KHVPF Insight

The NLRB’s Politically Inclined Policy Shifts Continue To Vex Employers And Unions

The NLRB’s Politically Inclined Policy Shifts Continue To Vex Employers And Unions

Whenever a new political party takes over the White House, membership of the five-member NLRB Board eventually changes with it, leading to a 3-2 split favoring the President’s party. Not surprisingly, shifts in the NLRB’s political majority shift the outcome of disputes between labor and management, leaving employers and unions subject to the whims of politics and unable to predict whether currently-lawful conduct will be treated as unlawful a few years later.

A recent NLRB decision involving McLaren’s Mt. Clemens hospital demonstrates this whipsaw quality of labor law. Early in the pandemic, McLaren furloughed 11 union nurses and offered them severance pay. Under routine practice, severance pay was conditioned on the execution of a release, which contained a non-disparagement and confidentiality provisions. All 11 nurses signed the agreements. Significantly, McLaren did not tell the nurses’ union that the layoff would be permanent, or that it offered them severance, and did not include the Union in discussions with the affected employees.

The union subsequently brought an unfair labor practice charge. An Administrative Law Judge largely agreed. The decision then came before the NLRB, split 3-1 in favor of Democratic appointees, with one vacancy. The NLRB first agreed that McLaren’s direct dealing with represented employees violated Section 8(a)(5) of the Act, imposing a bargaining

obligation on McLaren. Economic exigencies, requiring swift action and excusing time-consuming bargaining, were not sufficiently established. So far so good, assuming the record supported that finding. Even the Republican NLRB Board member agreed that the Employer had violated the Act by direct dealing with the employees.

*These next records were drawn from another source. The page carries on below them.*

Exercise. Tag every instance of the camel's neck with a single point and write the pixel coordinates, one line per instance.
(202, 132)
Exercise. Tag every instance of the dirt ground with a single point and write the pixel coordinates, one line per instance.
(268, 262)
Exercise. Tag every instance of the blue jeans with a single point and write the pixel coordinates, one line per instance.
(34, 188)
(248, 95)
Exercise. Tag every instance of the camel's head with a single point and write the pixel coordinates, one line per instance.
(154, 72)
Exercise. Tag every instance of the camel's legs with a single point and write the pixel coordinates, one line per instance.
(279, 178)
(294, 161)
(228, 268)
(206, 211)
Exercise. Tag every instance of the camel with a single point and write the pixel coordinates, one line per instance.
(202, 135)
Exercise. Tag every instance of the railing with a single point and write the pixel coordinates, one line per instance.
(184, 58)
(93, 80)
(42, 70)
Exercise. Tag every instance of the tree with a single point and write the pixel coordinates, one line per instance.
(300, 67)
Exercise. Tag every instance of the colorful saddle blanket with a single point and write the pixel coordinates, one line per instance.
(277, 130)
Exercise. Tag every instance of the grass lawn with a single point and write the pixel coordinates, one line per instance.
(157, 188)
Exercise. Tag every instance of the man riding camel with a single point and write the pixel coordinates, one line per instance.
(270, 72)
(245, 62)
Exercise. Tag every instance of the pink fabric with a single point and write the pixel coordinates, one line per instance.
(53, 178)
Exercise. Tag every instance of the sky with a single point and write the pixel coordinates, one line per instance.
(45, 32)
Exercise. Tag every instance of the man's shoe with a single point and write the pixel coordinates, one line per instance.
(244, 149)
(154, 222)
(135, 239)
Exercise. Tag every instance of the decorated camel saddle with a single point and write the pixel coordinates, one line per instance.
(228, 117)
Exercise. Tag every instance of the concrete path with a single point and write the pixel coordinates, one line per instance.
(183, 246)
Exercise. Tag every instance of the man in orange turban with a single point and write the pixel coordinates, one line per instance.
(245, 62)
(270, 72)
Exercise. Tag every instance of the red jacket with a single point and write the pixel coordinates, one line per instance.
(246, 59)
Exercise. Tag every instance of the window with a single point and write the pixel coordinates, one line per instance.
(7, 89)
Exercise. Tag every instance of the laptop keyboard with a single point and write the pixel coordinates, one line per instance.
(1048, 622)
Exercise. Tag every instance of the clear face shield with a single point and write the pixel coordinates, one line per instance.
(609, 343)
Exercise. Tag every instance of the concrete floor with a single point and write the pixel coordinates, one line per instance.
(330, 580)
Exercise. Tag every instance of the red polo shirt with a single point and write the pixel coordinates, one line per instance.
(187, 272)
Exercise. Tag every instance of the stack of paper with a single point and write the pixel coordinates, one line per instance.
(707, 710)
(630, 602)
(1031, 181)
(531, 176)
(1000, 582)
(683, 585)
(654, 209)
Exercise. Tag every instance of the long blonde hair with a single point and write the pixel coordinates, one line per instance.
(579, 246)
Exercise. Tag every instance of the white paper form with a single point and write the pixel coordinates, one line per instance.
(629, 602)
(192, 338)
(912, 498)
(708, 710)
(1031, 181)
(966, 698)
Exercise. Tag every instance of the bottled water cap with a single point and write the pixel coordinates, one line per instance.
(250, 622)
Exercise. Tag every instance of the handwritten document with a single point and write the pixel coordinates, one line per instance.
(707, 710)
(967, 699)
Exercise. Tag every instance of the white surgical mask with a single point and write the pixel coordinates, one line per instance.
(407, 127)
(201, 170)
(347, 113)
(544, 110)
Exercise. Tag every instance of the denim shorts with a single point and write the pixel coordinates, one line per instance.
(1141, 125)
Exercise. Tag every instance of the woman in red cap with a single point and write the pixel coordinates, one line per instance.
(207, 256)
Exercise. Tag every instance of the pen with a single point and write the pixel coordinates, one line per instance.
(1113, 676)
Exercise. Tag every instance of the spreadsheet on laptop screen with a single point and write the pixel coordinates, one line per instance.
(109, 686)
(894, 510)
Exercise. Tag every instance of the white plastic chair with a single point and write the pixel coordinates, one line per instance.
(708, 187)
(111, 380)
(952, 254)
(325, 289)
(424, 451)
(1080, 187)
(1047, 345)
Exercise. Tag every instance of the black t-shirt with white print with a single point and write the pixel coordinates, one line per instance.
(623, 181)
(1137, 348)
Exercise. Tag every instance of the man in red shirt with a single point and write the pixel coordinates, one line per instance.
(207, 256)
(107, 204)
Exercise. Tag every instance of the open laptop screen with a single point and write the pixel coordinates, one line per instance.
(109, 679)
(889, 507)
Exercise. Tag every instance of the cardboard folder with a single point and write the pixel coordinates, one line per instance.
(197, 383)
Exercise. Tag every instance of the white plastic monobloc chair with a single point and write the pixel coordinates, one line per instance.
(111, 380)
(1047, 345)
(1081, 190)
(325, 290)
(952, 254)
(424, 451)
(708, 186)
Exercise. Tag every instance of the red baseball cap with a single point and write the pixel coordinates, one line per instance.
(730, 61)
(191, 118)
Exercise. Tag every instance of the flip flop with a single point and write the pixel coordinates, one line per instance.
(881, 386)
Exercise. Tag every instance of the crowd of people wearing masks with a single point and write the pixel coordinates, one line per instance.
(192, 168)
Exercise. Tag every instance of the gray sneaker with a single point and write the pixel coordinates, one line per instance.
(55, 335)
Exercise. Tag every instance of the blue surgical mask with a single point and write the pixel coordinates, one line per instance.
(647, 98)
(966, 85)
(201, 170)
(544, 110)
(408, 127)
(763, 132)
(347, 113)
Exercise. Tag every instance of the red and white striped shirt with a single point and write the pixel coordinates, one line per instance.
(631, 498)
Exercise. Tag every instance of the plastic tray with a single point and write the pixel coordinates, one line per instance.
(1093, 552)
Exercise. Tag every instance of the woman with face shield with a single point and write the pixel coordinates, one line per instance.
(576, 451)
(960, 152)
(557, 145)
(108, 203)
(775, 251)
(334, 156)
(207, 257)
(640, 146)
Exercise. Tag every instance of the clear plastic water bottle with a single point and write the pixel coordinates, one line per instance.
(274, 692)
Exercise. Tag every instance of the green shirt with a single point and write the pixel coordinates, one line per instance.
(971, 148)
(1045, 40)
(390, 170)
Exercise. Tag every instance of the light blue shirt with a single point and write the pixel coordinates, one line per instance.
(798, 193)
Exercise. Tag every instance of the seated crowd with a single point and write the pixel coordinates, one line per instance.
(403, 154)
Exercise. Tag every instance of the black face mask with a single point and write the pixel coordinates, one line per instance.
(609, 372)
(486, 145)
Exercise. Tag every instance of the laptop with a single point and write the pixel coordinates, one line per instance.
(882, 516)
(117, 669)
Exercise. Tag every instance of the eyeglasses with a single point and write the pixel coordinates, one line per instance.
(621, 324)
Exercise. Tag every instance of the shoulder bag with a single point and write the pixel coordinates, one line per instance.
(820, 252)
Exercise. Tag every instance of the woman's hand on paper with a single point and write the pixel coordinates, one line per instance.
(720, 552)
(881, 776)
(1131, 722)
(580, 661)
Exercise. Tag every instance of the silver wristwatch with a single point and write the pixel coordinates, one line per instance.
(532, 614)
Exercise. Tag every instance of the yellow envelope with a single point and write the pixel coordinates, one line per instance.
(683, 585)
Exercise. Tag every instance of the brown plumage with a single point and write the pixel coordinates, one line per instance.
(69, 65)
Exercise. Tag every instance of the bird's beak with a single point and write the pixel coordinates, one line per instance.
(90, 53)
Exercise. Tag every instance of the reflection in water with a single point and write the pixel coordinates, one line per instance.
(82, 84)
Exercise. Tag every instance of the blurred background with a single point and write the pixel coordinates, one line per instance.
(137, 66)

But the Board did not stop there as it could have done. It then addressed the form of
the Release in the nurses’ severance agreements. Although lawful under then-existing NLRB precedent, the new Board overturned that precedent and declared that releases that contain confidentiality and non- disparagement clauses are unlawful and thus unenforceable. It also held that merely offering such releases violated the law. It ordered the 11 employees reinstated with back pay, and ordered McLaren to negotiate with the union over the nurses’ status once requested by the Union.

Then, a few weeks later, the NLRB’s General Counsel weighed in with Memorandum (GC-23-05) addressing her view on the meaning and consequences of the McLaren decision. It reiterated that McLaren will be applied retroactively, and that the six-month statute of limitations will likely be overridden by the continuing violations doctrine if confidentiality and non-disparagement clauses are maintained or enforced. It stated that while certain confidentiality and non-disparagement commitments

may be lawful, they would have to be narrowly tailored to protect only against defamatory statements or disclosure of trade secrets. The memo suggests that while a blue pencil rule might be used to strike offending provisions while keeping the rest of severance agreements intact, that was not a guarantee — noting only that a customary “savings clause” may merely be “useful.” And it suggested that a disclaimer in a severance agreement preserving an employee’s right to engage in protected activities may not be valid unless it specifies all of the statutory rights implicated, and preserved, despite the release — something few employers will want to do. This guidance further implies that routine clauses like non-compete clauses, non-solicitation commitments, and requirements that the employee cooperate in future litigation might also void a release, even though the memo does not explain how such terms would chill an employee’s statutory rights.

While the General Counsel’s view must pass muster with the Courts and even the NLRB Board itself, employers must expect challenges to the most traditional severance agreements.

To return to the starting point, political activism in the labor relations context creates uncertainty – the reversal of precedent in McLaren is only one of several such decisions that the new NLRB Board is making. The Board’s frantic need to correct what it perceived to be bad precedent concerning the form of releases was unnecessary — in particular, the retroactive application of the decision — and created uncertainty, not only for employers and unions in the represented setting, but also employers whose employees are not represented by a union. Countless releases executed relying on then-existing Board precedents are now called into question. The parties to the collective bargaining process – both employers and unions – deserve to assume precedent means something. Under McLaren, they cannot do so.